Keep in mind that not all employees will feel comfortable with an employer approaching their GP or attending an OH appointment. Let them know that they have the right to see the report before it is released.
What are the legal risks of managing mental health related absence?
When dealing with mental health absence scenarios, employers must first consider one fact above all: an individual who has been absent from work by reason of illness may be protected by disability discrimination law under the Equality Act 2010.
This detail could potentially be crucial. Where disability is concerned, there is no minimum qualifying period for discrimination claims and no upper limit on compensation, so compliance with the relevant requirements of the act is not optional.
However, this hinges on whether the absent employee meets the legal definition of having a disability.
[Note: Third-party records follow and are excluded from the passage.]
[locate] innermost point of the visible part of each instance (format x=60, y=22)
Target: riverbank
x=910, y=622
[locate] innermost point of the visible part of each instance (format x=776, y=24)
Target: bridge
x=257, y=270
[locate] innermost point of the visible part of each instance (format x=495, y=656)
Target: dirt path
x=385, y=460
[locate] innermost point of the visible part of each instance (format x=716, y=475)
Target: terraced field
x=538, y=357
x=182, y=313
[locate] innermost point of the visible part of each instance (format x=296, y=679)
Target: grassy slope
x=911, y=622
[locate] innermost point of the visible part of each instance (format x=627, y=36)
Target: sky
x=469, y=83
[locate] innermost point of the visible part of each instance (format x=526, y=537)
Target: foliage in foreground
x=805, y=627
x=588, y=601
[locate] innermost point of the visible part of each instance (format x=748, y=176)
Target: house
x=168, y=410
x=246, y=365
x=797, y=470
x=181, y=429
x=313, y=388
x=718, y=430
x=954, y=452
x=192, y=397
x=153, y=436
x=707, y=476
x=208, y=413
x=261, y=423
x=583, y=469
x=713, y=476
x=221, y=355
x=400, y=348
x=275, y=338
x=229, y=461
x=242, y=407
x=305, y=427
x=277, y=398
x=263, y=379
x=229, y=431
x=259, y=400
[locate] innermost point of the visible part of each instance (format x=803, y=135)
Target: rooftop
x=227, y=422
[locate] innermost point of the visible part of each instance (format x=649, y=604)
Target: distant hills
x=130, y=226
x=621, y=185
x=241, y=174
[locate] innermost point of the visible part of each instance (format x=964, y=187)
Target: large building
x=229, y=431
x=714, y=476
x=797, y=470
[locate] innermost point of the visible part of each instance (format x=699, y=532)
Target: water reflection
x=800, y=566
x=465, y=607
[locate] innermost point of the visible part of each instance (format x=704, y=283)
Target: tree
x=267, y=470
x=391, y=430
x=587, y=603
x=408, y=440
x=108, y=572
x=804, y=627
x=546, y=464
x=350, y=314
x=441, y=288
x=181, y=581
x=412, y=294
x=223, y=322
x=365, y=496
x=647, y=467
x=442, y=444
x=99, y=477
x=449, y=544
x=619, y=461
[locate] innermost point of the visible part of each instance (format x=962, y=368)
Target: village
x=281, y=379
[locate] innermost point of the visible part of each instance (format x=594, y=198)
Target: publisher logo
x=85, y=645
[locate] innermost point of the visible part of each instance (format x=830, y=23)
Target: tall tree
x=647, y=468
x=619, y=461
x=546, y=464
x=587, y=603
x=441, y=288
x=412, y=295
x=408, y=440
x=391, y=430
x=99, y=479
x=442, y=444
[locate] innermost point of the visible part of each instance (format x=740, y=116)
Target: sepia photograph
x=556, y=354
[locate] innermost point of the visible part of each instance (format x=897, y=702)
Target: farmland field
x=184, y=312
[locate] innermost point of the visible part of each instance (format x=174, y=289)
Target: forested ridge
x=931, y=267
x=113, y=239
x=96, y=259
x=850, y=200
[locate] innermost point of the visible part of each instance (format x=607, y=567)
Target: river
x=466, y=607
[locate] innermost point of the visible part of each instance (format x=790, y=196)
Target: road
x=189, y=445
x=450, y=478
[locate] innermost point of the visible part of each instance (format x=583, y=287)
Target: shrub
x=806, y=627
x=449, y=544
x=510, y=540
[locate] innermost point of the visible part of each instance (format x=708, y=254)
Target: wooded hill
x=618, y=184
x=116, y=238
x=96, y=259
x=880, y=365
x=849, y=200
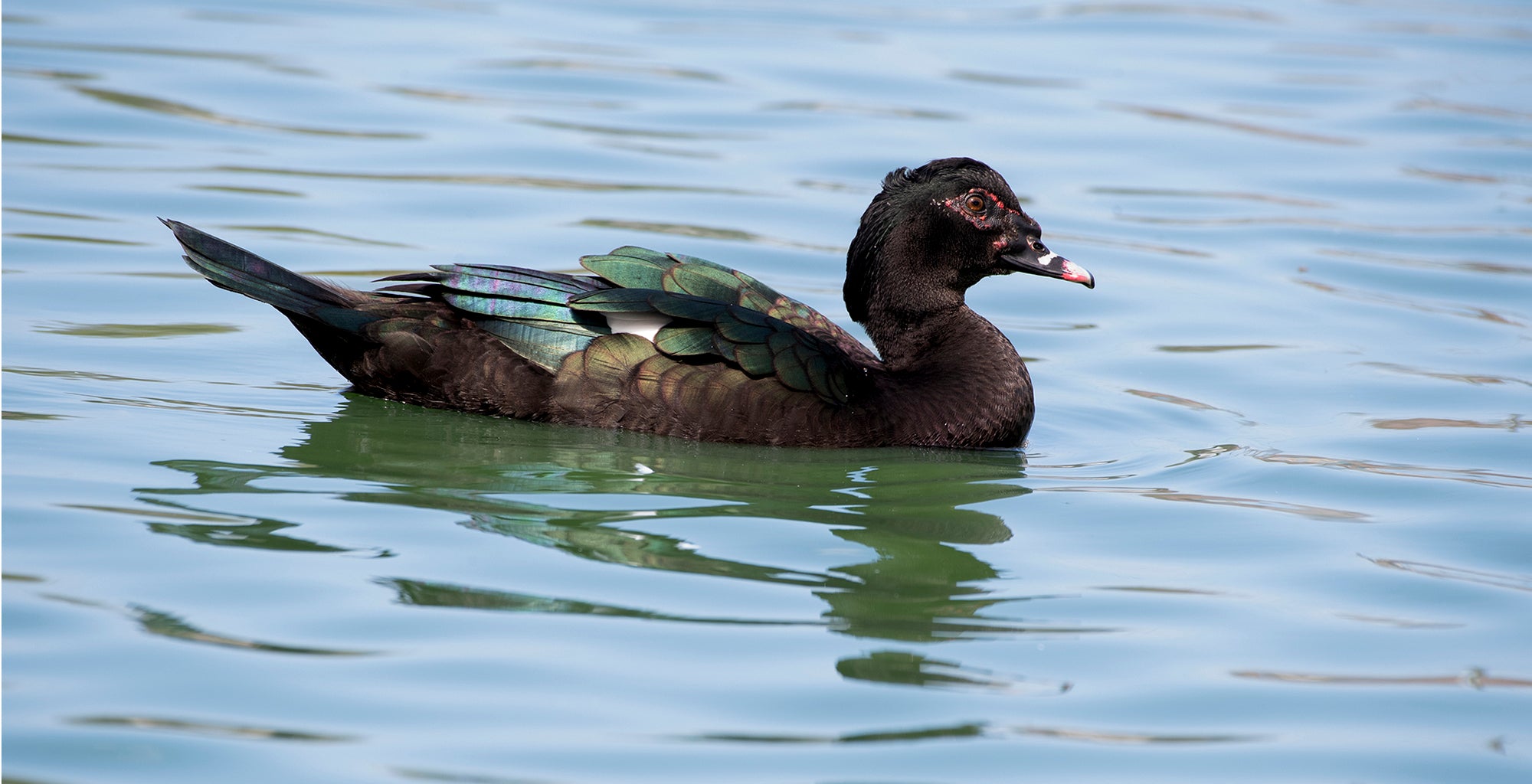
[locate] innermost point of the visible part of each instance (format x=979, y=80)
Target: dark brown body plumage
x=724, y=358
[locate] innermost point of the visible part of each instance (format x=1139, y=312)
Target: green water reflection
x=909, y=509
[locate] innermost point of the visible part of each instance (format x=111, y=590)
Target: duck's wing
x=712, y=310
x=641, y=269
x=696, y=307
x=528, y=310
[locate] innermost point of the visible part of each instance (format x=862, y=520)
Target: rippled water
x=1272, y=523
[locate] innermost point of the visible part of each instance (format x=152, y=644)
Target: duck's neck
x=954, y=379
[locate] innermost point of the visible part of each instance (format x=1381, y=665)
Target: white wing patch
x=644, y=325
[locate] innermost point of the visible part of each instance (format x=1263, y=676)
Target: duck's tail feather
x=234, y=269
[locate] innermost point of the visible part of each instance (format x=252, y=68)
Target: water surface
x=1271, y=526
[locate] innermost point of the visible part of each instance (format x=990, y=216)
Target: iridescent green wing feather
x=525, y=309
x=632, y=267
x=758, y=344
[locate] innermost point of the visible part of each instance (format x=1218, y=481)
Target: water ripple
x=162, y=106
x=1234, y=125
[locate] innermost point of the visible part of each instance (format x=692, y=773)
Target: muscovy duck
x=675, y=345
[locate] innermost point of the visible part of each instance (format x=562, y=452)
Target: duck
x=681, y=347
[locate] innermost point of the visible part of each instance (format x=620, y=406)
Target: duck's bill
x=1047, y=264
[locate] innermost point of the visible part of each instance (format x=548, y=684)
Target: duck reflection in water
x=908, y=506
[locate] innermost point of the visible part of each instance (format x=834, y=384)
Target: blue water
x=1272, y=523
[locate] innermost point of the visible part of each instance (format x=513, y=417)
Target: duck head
x=937, y=230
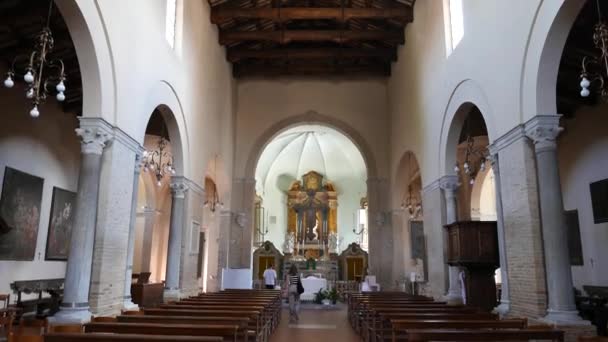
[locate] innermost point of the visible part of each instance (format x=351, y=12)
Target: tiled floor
x=315, y=326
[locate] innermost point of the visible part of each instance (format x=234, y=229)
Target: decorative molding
x=515, y=134
x=432, y=186
x=543, y=131
x=449, y=183
x=95, y=135
x=178, y=187
x=127, y=141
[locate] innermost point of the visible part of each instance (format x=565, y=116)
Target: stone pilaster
x=113, y=222
x=149, y=216
x=94, y=134
x=434, y=219
x=128, y=303
x=503, y=307
x=449, y=185
x=543, y=131
x=176, y=229
x=380, y=233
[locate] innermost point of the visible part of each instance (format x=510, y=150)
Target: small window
x=170, y=22
x=454, y=24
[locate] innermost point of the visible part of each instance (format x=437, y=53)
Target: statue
x=333, y=242
x=289, y=244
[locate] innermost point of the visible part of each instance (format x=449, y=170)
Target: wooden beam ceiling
x=311, y=37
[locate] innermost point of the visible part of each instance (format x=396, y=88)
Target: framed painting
x=60, y=224
x=20, y=212
x=599, y=201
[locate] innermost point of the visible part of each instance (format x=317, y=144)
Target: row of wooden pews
x=396, y=316
x=231, y=315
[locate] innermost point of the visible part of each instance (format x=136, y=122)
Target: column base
x=128, y=304
x=502, y=309
x=453, y=299
x=171, y=295
x=71, y=316
x=564, y=318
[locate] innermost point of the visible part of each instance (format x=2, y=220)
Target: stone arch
x=162, y=97
x=403, y=176
x=311, y=117
x=88, y=33
x=546, y=41
x=466, y=95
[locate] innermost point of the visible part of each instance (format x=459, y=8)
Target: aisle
x=316, y=325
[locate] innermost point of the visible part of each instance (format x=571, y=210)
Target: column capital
x=449, y=183
x=543, y=131
x=93, y=139
x=178, y=187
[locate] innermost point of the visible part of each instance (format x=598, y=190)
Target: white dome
x=301, y=149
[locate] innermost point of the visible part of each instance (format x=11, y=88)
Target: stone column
x=543, y=131
x=128, y=303
x=146, y=250
x=75, y=305
x=449, y=185
x=503, y=308
x=178, y=192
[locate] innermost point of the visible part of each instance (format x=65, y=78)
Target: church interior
x=314, y=170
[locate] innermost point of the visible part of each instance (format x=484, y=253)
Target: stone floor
x=317, y=326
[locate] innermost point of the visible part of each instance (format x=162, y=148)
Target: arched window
x=170, y=22
x=454, y=24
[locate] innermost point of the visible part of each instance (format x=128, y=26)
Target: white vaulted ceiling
x=301, y=149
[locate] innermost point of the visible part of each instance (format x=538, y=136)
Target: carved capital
x=449, y=183
x=93, y=140
x=543, y=131
x=178, y=189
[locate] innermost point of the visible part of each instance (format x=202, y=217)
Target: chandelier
x=413, y=208
x=474, y=160
x=159, y=161
x=214, y=202
x=598, y=64
x=38, y=85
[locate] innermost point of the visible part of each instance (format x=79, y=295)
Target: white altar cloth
x=312, y=285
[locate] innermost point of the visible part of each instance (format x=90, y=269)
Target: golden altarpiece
x=312, y=227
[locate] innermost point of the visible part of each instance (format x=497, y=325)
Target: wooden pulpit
x=473, y=245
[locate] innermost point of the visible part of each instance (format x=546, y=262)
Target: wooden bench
x=226, y=331
x=104, y=337
x=416, y=335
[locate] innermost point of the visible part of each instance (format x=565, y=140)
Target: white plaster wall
x=583, y=157
x=46, y=147
x=361, y=104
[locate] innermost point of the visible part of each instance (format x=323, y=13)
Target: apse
x=296, y=152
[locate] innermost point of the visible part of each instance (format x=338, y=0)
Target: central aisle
x=316, y=325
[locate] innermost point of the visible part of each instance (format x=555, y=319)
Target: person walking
x=270, y=277
x=292, y=280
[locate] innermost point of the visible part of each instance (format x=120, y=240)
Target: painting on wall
x=60, y=224
x=599, y=201
x=20, y=211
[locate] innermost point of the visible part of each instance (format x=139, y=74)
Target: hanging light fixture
x=475, y=158
x=413, y=207
x=39, y=84
x=214, y=202
x=159, y=161
x=595, y=68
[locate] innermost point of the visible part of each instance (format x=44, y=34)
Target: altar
x=312, y=285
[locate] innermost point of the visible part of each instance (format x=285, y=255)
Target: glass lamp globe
x=8, y=82
x=29, y=77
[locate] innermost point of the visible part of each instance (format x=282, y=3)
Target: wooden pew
x=226, y=331
x=104, y=337
x=399, y=325
x=416, y=335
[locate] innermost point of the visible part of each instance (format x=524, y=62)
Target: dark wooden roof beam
x=284, y=37
x=237, y=54
x=219, y=15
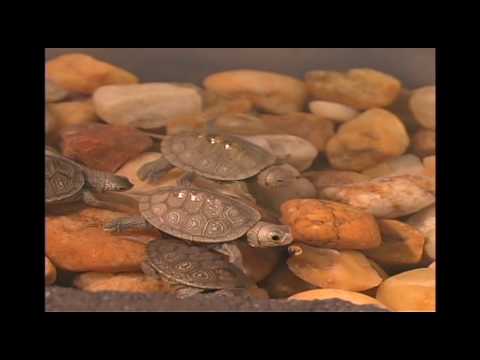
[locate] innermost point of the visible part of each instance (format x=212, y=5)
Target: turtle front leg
x=153, y=171
x=233, y=253
x=137, y=223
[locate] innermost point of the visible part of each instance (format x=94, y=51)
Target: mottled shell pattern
x=198, y=214
x=195, y=266
x=219, y=157
x=63, y=178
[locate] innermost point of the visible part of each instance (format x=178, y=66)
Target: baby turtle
x=191, y=269
x=218, y=157
x=204, y=216
x=66, y=182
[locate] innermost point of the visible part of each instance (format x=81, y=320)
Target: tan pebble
x=283, y=283
x=409, y=291
x=146, y=106
x=78, y=243
x=386, y=197
x=359, y=88
x=84, y=74
x=403, y=165
x=259, y=263
x=423, y=106
x=425, y=221
x=271, y=92
x=333, y=111
x=50, y=272
x=310, y=127
x=401, y=244
x=332, y=269
x=125, y=282
x=331, y=225
x=371, y=138
x=424, y=142
x=324, y=294
x=73, y=113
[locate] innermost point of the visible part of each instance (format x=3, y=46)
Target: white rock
x=146, y=106
x=293, y=150
x=333, y=111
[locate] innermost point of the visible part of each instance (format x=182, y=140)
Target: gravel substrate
x=60, y=299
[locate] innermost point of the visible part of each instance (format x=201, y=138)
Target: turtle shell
x=198, y=215
x=63, y=179
x=195, y=266
x=220, y=157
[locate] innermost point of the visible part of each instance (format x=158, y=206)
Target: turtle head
x=269, y=235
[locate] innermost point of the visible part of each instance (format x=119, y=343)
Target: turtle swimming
x=67, y=182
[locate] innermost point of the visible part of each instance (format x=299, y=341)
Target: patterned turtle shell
x=219, y=157
x=194, y=266
x=63, y=179
x=198, y=214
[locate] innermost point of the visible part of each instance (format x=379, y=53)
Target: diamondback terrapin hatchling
x=204, y=216
x=67, y=182
x=191, y=269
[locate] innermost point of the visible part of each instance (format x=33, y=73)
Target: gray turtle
x=67, y=182
x=191, y=269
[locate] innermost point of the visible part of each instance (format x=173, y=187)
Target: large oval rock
x=330, y=225
x=375, y=136
x=270, y=92
x=78, y=243
x=146, y=106
x=386, y=197
x=84, y=74
x=359, y=88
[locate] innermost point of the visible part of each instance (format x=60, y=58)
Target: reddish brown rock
x=103, y=147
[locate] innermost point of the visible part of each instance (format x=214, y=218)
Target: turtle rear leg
x=154, y=170
x=132, y=223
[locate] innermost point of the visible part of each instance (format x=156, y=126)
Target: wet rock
x=84, y=74
x=371, y=138
x=332, y=269
x=146, y=106
x=386, y=197
x=270, y=92
x=412, y=290
x=359, y=88
x=103, y=147
x=330, y=225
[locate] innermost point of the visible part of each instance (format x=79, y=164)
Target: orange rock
x=409, y=291
x=84, y=74
x=73, y=113
x=424, y=142
x=271, y=92
x=323, y=294
x=307, y=126
x=78, y=243
x=125, y=282
x=103, y=147
x=402, y=244
x=330, y=225
x=332, y=269
x=50, y=272
x=371, y=138
x=282, y=283
x=258, y=262
x=359, y=88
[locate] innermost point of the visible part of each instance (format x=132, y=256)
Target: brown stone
x=103, y=147
x=402, y=244
x=330, y=225
x=359, y=88
x=371, y=138
x=78, y=243
x=84, y=74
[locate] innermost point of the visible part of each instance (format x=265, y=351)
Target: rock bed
x=361, y=207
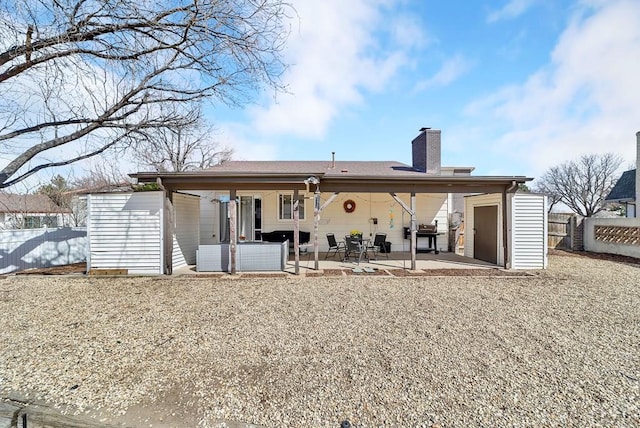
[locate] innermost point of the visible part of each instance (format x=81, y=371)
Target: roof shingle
x=625, y=188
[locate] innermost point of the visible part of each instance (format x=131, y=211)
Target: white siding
x=124, y=232
x=186, y=233
x=528, y=231
x=494, y=199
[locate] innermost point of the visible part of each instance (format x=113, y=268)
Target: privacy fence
x=39, y=248
x=565, y=231
x=613, y=235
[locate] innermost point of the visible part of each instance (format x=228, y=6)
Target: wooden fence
x=560, y=230
x=22, y=249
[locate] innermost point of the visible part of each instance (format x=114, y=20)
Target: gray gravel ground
x=559, y=348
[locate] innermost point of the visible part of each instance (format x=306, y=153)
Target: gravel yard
x=558, y=348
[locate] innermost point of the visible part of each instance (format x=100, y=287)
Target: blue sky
x=516, y=86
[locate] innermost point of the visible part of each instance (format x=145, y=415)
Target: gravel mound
x=559, y=347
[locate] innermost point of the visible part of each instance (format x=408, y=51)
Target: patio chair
x=336, y=247
x=378, y=245
x=355, y=249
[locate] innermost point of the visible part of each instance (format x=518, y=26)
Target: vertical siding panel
x=528, y=231
x=186, y=237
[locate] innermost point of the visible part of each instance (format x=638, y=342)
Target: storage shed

According to the Act, this criteria applies if:
- The individual has a physical or mental impairment
- The impairment has an adverse effect on their ability to carry out normal day-to-day activities
- The effect is substantial
- The effect is long-term.
If all of these criteria apply, the employee will be considered disabled in the eyes of the law.
Additionally, employers must be aware of the six main types of disability discrimination prohibited:
- Direct discrimination
- Indirect discrimination
- Discrimination arising from disability
- Failure to make reasonable adjustments
- Harassment
Let’s consider this legal guidance in the context of the scenario given above, supposing that the employee did provide consent for the employer to approach the GP.
The GP’s report confirms that:
- The employee takes medication for recurrent depression/anxiety
- They are fit to work but need workplace support for their condition
- An occupational health (OH) assessment is recommended for adjustments
At this stage, the employer should get consent to refer the employee for an OH referral. This would help to identify any reasonable adjustments, such as modifying the absence policy’s trigger points. Any agreed support plan should continue but be regularly reviewed and adjusted as needed.
How long before dismissal is an option?
In the scenario above, involving frequent short-term absences, the employer should follow their absence management process. Only if and when it becomes a long-term issue – for example, the employee is signed off as unfit to work for several months – would dismissal be considered.
While the most common question in this scenario is how long an employee has to be absent, there are unfortunately no prescribed time periods set out in the law – it depends on a series of factors.
Unless early medical evidence is clear that a return to work will not be possible for many months or even years, a reasonable rule of thumb may be to not consider dismissal as a potential outcome until the six-month period.
Medical evidence is absolutely crucial. A report from the employee’s GP or OH can be obtained, but often with employees on long-term sick leave, the prognosis will be unclear, and it may not be possible to give a return to work date.
It must also be ascertained whether the employee has the benefit of permanent health insurance. In this scenario, it is likely that the employer would have to leave them employed and in receipt of that insurance.
It may also be worth assessing whether the individual is entitled to ill-health early retirement, as this may be an avenue to avoid outright capability dismissal.
But if no adjustments or arrangements can be made and it is unclear when or if the employee will be able to return to work, then the next stage will be to progress with a medical capability procedure, which could result in termination of the employee’s employment.
The employee should be invited to a meeting in writing and warned that dismissal is a possible outcome. The invite letter should also enclose all of the relevant documentation you will be relying on, and the meeting should discuss the history of absence, the details of the latest medical evidence, and whether the individual agrees with the findings of the GP of OH. If an employee is dismissed for medical capability, they would be entitled to be served notice as per their contract of employment.